È più o meno dalla metà del 2021, cioè da quando sono iniziate le vaccinazioni di massa e da quando si è iniziato ad alleggerire le restrizioni, che gli addetti ai lavori dicono una cosa: la crescita annua del settore sbatterà contro un muro a breve.
Perché l’accelerazione che c’è stata nel 2020 si è mangiata un po’ della crescita annua naturale; e dopo la scorpacciata di videogiochi molte persone sono tornate ad abitudini normali.
In altre parole, chi durante la pandemia ha riscoperto i videogiochi, perché doveva pur passare il tempo in casa, ora li sta giocando meno o ha smesso di farlo.

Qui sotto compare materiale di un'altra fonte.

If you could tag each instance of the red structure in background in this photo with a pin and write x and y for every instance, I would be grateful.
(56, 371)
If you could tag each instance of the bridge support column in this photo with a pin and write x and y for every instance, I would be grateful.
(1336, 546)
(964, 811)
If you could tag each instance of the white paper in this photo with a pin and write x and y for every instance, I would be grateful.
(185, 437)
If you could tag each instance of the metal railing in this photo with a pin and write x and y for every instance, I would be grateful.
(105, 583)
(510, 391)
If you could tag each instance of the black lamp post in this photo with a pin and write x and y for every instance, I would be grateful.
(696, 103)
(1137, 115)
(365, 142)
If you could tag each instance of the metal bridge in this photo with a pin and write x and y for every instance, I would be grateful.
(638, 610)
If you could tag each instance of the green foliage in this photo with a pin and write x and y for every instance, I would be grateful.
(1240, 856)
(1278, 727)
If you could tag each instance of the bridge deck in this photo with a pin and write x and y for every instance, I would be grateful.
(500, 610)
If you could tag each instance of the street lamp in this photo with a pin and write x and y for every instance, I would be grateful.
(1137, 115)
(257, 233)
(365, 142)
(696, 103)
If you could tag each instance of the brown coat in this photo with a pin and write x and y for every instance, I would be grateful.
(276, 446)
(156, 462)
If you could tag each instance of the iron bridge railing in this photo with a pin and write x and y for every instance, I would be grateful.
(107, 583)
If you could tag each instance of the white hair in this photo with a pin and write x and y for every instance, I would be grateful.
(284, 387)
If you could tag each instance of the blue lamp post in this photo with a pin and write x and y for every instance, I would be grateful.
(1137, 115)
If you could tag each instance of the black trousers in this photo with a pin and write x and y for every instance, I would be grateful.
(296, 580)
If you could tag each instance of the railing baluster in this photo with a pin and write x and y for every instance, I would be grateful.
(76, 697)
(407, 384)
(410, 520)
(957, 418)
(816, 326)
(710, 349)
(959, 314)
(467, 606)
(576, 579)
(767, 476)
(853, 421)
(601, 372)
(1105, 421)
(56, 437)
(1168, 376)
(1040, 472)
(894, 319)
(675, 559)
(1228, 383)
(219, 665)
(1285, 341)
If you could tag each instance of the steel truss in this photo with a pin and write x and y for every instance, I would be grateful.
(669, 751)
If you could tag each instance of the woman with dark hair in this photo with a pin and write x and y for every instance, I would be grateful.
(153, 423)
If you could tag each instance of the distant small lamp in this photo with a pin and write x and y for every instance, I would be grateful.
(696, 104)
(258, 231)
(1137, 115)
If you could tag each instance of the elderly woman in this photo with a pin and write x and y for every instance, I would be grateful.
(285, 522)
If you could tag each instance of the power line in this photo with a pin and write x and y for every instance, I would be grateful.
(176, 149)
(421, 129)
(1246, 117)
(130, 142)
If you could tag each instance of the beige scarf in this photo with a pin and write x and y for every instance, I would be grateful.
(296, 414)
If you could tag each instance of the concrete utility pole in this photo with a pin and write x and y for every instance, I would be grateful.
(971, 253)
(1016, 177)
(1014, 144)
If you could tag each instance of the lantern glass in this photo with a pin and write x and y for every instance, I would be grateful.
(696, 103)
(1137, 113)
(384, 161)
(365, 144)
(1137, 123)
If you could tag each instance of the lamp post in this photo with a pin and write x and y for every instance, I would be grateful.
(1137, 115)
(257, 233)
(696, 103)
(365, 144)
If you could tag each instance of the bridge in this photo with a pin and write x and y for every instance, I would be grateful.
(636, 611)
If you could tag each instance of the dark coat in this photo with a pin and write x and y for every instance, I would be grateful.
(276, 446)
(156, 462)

In soldoni, ciò si tradurrà in un calo annuale delle vendite, secondo le previsioni per il 2022. Secondo l’analisi di Ampere, di cui ho letto su CNBC, quest’anno l’industria mondiale registrerà un calo dell’1,2% rispetto al 2021. A dimostrazione che anche i videogiochi non possono crescere per sempre.
“Dopo due anni di grande espansione, il mercato dei videogiochi perderà un po’ di quella crescita nel 2022 a causa di molteplici fattori che mineranno le prestazioni”, ha commentato il direttore per le ricerche di Ampere, Pierre Harding-Rolls. Tali “molteplici fattori” sono quelli noti: scarsità di componenti; forte inflazione; guerra in Ucraina; problemi logistici causati dai vari lockdown in Cina.

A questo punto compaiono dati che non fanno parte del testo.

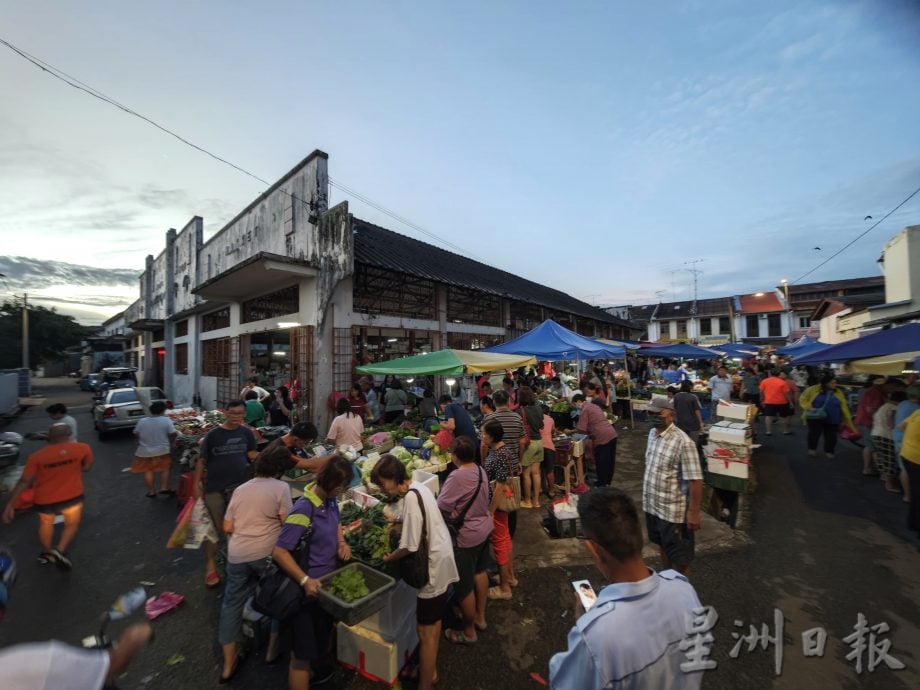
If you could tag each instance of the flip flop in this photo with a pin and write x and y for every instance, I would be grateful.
(457, 637)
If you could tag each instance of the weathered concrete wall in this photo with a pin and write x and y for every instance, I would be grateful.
(185, 251)
(279, 222)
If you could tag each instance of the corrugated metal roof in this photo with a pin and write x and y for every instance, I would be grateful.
(377, 246)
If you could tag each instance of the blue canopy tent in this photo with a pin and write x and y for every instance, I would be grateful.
(684, 350)
(802, 346)
(737, 350)
(888, 342)
(551, 342)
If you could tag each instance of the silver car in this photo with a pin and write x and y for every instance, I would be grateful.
(120, 408)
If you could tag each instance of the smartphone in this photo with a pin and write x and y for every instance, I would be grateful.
(585, 593)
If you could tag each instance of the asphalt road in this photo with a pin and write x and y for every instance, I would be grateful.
(826, 544)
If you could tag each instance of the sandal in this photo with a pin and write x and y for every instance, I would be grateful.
(458, 637)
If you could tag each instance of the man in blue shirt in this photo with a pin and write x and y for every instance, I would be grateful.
(631, 636)
(458, 419)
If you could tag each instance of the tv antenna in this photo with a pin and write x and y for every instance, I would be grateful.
(696, 274)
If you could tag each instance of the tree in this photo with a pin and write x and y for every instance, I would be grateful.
(50, 334)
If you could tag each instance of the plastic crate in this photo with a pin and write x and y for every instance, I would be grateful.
(356, 611)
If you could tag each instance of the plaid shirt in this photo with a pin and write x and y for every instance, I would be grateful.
(671, 461)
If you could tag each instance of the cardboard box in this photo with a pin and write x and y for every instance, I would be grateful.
(730, 467)
(730, 432)
(374, 657)
(738, 411)
(428, 479)
(400, 605)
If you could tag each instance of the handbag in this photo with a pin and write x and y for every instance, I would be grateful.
(455, 524)
(509, 498)
(413, 569)
(277, 594)
(819, 414)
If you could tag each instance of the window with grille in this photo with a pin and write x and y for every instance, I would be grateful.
(752, 325)
(774, 325)
(216, 319)
(181, 357)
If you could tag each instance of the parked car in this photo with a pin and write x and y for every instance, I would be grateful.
(10, 442)
(89, 383)
(120, 408)
(116, 377)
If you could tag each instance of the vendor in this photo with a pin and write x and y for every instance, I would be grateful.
(458, 420)
(300, 436)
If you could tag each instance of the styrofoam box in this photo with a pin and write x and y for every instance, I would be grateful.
(739, 451)
(730, 432)
(372, 656)
(730, 468)
(400, 605)
(734, 411)
(428, 479)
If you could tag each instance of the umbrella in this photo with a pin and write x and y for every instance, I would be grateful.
(551, 342)
(684, 350)
(889, 365)
(888, 342)
(448, 363)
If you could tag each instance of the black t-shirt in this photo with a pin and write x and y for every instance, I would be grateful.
(224, 452)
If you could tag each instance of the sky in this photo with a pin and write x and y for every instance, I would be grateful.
(600, 148)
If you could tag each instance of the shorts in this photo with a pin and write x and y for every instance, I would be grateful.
(777, 410)
(470, 560)
(157, 463)
(675, 539)
(430, 611)
(309, 632)
(866, 432)
(55, 508)
(533, 454)
(216, 503)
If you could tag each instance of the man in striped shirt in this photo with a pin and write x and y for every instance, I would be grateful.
(672, 488)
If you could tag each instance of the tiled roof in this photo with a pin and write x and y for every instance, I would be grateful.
(377, 246)
(759, 303)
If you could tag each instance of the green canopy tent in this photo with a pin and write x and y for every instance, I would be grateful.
(448, 363)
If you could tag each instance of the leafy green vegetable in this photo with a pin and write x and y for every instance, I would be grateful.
(349, 586)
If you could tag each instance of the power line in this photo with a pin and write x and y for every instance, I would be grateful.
(858, 237)
(95, 93)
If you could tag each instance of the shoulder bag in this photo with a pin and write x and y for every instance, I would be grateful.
(819, 414)
(413, 569)
(509, 498)
(455, 524)
(277, 594)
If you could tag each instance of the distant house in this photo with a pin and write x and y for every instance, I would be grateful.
(842, 318)
(900, 261)
(805, 298)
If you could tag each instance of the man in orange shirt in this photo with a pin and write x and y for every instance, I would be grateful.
(774, 394)
(56, 474)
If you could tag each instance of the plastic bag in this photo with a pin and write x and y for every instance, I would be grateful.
(162, 603)
(180, 533)
(200, 526)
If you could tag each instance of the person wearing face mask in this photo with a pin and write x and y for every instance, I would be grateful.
(672, 488)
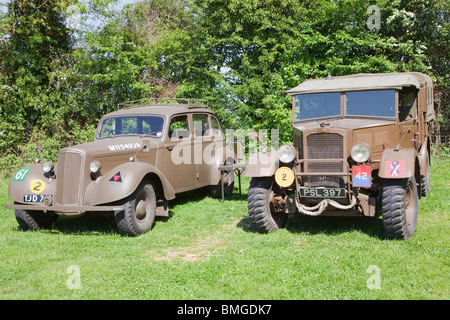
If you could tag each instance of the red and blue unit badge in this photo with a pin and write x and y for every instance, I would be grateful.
(396, 168)
(116, 178)
(362, 176)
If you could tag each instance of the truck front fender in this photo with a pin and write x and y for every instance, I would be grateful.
(121, 181)
(397, 164)
(262, 164)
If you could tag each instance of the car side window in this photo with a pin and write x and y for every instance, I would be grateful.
(201, 127)
(179, 128)
(215, 128)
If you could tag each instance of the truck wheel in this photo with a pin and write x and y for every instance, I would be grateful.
(262, 215)
(425, 180)
(34, 220)
(399, 206)
(139, 213)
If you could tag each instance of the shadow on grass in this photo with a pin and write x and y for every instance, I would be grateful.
(327, 225)
(104, 223)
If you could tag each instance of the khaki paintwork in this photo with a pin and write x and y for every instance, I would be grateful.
(389, 139)
(72, 190)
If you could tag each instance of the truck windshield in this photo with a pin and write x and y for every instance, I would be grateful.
(376, 103)
(317, 105)
(131, 125)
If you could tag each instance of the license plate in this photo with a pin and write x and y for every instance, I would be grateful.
(322, 192)
(34, 197)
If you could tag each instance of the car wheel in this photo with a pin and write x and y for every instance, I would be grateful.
(399, 206)
(139, 213)
(425, 186)
(34, 220)
(262, 214)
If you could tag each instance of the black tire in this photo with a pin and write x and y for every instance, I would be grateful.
(425, 185)
(35, 220)
(399, 206)
(139, 213)
(263, 217)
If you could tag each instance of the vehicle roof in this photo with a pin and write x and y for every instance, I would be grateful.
(362, 81)
(161, 109)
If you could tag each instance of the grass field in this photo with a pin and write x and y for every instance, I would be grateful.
(207, 250)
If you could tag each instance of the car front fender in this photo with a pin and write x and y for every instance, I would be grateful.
(397, 164)
(121, 181)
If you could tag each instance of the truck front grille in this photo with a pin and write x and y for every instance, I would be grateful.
(324, 146)
(69, 172)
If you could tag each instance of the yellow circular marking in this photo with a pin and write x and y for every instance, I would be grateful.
(37, 186)
(284, 177)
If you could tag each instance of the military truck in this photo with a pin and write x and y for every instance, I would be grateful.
(142, 156)
(360, 148)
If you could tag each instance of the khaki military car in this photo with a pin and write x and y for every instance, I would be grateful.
(142, 156)
(360, 148)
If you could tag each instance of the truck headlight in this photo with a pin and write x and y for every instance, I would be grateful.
(360, 152)
(95, 166)
(286, 153)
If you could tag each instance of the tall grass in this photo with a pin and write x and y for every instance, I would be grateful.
(206, 249)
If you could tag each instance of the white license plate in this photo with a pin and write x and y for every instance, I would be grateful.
(322, 192)
(34, 197)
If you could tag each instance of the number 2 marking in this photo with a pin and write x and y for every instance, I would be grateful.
(37, 186)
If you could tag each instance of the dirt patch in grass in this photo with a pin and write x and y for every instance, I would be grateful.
(200, 250)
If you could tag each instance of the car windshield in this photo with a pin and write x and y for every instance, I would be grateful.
(377, 103)
(131, 125)
(317, 105)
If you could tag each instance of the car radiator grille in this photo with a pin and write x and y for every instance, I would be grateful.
(324, 146)
(69, 178)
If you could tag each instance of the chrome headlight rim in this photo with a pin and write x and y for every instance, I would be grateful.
(95, 166)
(287, 153)
(360, 152)
(48, 166)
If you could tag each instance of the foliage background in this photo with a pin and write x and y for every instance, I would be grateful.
(63, 64)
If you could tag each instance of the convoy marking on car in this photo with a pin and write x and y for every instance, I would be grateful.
(116, 147)
(21, 174)
(37, 186)
(116, 178)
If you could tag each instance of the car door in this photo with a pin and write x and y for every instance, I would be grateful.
(177, 155)
(202, 140)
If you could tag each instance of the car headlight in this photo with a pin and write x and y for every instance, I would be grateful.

Ciò significa che l’industria dei videogiochi ha raggiunto il suo picco? No. Tale calo è figlio degli anni anomali che sono stati vissuti e un certo assestamento è fisiologico. Anzi, Ampere stima che nel 2023 tornerà di nuovo a crescere, una previsione che suggella l’anomalia del 2022.
Anche se associazioni e aziende fanno le capriole per far passare solo i messaggi positivi e quindi, sono certo, troveranno il modo di comunicare quel segno meno in un modo che alla fine ti lasci pensare che tutto sommato non è proprio un segno meno.